Being awarded his first Michelin star for Restaurant JAN which is based in Nice, France, has brought South African Jan Hendrik van der Westhuizen starkly into the limelight. We asked him a few questions to get to know what inspires him in the kitchen.
How do you think your upbringing influences the dishes you make today?
The food we do at JAN has soul. There is richness and a story attached. Food memories make comebacks and the moment it triggers a place and a time and the nostalgia kicks in, then you know. BOOM!
What is your favourite memory from cooking with your mom and grandmother?
Sitting at the long kitchen table and cleaning endless amounts of green beans which my grandfather just keep bringing in from the garden. In the back there would be pots boiling with water to blanch the beans. That smell. Green cut beans. Priceless.
You’re not just a chef, you have a strong design background too. How do you think a background in design makes your food Michelin star-worthy?
Everything I learned whilst doing my degree in applied design comes to the plate. Balance, weight, white space, height, colour, intensity, layering, size… the list goes on. This is, however, only a part of the Michelin star. Of course, what the food tastes like is important but also the entire experience including service, before and after service and personal attention.
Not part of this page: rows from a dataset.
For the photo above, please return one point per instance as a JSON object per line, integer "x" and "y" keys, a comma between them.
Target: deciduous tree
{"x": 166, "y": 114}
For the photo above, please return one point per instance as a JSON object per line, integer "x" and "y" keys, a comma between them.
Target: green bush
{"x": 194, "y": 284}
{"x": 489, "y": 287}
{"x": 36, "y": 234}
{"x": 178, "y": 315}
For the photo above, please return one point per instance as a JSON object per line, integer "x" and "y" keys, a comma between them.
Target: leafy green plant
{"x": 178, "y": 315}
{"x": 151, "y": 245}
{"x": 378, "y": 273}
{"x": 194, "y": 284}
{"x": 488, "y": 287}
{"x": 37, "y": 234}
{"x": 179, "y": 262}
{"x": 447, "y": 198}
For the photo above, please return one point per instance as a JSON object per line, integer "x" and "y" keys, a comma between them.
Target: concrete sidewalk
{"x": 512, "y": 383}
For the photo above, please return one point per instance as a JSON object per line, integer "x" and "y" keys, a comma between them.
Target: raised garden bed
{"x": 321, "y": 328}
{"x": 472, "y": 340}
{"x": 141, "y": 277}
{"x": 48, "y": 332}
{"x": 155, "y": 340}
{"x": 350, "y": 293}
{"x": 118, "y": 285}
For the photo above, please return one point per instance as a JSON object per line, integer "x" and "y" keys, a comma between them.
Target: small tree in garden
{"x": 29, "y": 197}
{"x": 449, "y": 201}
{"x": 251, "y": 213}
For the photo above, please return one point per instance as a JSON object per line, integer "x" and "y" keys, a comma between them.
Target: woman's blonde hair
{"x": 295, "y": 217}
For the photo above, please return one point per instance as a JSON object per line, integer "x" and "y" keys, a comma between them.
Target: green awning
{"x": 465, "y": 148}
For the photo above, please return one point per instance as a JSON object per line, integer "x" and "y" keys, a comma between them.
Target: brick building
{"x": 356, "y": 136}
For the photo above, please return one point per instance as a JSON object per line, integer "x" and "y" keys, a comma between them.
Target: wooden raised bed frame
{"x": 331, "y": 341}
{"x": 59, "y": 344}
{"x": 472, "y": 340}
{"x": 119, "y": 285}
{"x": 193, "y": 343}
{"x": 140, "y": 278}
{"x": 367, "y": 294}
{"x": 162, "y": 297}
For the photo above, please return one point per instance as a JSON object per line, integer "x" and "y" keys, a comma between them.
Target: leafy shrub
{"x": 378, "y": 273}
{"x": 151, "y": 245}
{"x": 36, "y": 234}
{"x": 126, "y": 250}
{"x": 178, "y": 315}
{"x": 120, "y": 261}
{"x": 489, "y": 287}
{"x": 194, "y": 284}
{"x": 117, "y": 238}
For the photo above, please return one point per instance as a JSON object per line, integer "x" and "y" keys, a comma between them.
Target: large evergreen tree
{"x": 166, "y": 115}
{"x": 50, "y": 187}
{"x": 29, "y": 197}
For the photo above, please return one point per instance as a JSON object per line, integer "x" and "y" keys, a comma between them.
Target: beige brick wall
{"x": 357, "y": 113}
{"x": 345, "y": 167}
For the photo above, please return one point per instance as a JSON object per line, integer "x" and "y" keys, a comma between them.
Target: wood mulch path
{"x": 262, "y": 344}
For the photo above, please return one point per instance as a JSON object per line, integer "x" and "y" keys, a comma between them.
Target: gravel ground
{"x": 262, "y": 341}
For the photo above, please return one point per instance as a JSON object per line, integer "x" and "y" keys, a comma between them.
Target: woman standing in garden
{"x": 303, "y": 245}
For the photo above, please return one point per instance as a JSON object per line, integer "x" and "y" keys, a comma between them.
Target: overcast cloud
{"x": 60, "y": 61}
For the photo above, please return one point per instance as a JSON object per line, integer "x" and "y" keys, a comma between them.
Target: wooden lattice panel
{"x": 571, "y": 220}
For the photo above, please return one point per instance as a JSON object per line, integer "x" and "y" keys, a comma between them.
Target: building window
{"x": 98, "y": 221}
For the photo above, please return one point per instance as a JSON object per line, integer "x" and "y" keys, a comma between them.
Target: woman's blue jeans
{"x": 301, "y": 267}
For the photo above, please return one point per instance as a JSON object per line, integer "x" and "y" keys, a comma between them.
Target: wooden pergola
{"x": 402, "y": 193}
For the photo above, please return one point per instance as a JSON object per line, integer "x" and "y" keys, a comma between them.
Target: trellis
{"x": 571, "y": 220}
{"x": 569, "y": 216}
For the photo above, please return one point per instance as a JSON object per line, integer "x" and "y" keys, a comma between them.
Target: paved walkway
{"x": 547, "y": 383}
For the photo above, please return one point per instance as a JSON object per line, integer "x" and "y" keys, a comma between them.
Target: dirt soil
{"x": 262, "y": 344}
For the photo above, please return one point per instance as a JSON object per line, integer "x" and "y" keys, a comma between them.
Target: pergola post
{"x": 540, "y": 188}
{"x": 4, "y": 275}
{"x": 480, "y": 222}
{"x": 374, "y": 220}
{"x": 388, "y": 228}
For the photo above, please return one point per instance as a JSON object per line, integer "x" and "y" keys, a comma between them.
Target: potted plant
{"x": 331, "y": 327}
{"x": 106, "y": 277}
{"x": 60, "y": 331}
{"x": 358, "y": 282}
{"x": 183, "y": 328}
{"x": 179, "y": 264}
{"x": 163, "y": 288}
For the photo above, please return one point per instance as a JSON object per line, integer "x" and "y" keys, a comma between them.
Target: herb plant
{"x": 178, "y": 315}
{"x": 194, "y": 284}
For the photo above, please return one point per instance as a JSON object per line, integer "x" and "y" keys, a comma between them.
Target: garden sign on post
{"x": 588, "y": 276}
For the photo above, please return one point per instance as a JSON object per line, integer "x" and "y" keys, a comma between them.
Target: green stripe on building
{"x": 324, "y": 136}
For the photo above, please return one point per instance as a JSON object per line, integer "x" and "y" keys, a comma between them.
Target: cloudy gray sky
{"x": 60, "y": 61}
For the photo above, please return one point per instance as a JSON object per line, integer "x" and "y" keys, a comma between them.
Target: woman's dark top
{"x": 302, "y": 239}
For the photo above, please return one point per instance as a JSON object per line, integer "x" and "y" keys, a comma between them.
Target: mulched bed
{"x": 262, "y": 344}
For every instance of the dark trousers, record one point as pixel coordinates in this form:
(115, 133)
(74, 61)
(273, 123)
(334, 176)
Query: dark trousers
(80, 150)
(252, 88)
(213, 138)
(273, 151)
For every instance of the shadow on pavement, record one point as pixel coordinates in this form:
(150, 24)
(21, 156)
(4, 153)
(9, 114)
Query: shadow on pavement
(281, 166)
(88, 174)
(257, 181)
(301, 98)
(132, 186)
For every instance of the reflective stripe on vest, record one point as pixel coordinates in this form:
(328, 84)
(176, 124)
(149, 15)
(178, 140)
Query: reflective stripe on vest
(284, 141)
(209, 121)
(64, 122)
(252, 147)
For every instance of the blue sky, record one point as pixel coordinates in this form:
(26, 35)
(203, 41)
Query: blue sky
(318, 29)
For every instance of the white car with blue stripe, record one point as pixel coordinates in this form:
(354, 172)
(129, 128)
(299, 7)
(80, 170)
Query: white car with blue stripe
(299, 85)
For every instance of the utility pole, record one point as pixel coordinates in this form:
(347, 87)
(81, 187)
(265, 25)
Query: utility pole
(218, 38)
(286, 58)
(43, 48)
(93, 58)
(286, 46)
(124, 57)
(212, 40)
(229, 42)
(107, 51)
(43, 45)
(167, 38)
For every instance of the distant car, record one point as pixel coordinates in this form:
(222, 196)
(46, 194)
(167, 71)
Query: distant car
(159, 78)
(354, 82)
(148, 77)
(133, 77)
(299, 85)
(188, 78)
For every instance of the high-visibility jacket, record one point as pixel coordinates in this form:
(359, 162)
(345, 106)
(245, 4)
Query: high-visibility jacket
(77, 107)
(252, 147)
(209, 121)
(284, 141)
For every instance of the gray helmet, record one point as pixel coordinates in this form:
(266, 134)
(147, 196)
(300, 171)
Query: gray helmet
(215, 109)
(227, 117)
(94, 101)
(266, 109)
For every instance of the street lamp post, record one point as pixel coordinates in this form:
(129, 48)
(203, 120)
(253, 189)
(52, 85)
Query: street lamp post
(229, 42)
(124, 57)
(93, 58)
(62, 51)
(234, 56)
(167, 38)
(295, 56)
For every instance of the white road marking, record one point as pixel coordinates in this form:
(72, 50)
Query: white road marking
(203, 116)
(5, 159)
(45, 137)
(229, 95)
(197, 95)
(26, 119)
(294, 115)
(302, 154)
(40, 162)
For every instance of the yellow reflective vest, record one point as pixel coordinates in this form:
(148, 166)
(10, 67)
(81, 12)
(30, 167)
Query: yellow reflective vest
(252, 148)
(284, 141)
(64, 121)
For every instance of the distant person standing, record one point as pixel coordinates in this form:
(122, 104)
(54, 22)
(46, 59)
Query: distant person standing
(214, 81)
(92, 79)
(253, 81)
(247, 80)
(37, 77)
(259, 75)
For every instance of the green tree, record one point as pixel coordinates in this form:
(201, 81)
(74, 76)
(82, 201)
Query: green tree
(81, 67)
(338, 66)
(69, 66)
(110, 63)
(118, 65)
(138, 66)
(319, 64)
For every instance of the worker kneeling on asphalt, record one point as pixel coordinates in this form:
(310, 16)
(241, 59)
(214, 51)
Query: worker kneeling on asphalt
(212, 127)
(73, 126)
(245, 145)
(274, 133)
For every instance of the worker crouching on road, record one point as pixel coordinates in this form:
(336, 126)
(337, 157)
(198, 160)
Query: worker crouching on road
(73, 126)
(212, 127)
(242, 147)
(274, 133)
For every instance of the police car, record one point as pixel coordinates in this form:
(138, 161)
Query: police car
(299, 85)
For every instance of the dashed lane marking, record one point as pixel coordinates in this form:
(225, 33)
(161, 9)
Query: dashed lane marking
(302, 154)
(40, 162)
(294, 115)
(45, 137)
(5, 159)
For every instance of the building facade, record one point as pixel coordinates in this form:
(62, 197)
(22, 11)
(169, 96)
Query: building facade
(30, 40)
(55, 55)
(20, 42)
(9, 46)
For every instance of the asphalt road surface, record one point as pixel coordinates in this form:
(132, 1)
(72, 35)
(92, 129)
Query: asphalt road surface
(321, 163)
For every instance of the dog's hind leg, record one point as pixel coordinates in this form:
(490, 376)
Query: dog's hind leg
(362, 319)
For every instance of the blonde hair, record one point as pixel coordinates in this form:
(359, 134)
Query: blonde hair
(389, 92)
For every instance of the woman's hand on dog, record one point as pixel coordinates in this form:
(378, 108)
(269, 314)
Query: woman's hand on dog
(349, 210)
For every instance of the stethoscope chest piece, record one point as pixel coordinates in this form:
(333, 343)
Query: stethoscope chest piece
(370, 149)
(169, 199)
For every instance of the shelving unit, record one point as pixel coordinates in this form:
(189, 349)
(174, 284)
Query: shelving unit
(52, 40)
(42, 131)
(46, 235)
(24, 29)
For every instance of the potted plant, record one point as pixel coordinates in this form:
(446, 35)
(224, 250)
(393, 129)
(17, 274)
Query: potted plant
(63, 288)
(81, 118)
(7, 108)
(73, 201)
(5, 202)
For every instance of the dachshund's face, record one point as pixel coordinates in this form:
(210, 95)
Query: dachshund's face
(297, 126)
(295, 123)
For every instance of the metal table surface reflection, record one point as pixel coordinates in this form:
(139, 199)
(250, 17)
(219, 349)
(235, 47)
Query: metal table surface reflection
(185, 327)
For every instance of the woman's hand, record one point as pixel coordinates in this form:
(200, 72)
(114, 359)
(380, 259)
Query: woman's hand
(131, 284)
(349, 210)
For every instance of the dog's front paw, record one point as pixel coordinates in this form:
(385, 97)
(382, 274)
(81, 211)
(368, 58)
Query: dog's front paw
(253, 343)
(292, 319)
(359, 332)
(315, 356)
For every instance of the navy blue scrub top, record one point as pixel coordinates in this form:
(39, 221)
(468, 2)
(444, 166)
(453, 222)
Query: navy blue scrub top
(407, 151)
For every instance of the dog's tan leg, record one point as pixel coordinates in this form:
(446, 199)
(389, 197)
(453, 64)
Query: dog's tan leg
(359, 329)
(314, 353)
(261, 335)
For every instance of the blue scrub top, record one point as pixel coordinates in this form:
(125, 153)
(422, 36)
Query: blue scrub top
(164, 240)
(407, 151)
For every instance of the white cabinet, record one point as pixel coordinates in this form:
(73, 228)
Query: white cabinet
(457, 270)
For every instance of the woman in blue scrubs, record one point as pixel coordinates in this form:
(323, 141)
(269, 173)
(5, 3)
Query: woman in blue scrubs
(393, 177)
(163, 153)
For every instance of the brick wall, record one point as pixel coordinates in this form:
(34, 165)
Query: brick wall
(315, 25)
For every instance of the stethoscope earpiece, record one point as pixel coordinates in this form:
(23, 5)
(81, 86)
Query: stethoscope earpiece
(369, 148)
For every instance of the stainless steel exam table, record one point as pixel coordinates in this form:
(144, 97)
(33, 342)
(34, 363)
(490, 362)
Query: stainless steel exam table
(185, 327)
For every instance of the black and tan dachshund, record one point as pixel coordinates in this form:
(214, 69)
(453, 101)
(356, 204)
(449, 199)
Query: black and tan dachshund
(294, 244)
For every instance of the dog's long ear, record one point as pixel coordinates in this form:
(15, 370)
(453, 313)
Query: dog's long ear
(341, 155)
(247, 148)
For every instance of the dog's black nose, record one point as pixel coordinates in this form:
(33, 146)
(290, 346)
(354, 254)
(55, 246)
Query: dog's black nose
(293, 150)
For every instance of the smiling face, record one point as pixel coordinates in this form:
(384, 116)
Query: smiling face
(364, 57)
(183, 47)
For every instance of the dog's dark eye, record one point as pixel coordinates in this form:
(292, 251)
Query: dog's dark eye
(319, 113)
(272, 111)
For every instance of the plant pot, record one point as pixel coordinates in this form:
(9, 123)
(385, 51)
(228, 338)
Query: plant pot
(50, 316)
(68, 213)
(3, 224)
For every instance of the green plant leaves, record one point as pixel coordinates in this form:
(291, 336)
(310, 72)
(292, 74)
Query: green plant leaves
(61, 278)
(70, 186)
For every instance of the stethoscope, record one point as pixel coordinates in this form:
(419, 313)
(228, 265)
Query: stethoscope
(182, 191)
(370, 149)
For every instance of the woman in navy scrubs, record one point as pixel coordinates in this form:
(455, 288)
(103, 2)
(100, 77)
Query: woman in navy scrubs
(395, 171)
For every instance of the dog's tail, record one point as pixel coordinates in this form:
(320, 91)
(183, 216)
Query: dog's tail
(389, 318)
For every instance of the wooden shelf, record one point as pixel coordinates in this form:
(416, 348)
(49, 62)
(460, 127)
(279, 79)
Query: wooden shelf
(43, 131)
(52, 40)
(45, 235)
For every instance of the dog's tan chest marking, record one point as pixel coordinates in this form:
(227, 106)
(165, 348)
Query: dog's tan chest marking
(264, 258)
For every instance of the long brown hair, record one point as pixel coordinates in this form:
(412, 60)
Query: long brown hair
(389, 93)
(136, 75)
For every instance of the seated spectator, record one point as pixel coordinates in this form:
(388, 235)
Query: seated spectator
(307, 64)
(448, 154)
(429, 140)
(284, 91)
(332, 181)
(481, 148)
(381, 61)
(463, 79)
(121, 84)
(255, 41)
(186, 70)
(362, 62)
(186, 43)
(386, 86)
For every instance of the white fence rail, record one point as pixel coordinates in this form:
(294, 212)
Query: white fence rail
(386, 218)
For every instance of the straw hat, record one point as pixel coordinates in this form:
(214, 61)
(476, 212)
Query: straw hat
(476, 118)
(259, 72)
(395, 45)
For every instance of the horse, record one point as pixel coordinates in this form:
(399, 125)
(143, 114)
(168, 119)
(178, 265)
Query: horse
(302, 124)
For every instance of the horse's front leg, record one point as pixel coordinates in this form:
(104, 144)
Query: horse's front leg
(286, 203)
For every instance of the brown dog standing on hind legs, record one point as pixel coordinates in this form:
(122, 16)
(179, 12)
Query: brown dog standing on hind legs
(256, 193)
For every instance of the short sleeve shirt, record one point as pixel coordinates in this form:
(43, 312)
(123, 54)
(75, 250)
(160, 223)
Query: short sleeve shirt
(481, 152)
What dish in particular did the Michelin judges like most? Do you know?
I have no idea. They do announce themselves every first visit each year after the meal. But we don’t know when they will visit us again. On the menu for the first visit was salmon, duck, prickly pear, malva and a few more things.
What dish from your kitchen is your favourite?
We change one dish every week which means lots of flavours and favourites happening. My go-to dish I must say is anything with chocolate!
While we’re on the topics of favourites, what South African dish do you love most and why?
Malva pudding with banana ice cream. YUM! Can’t explain that.
Jan Hendrik is set to launch a memoir of his experiences at Restaurant JAN entitled A Breath of French Air in South Africa in March.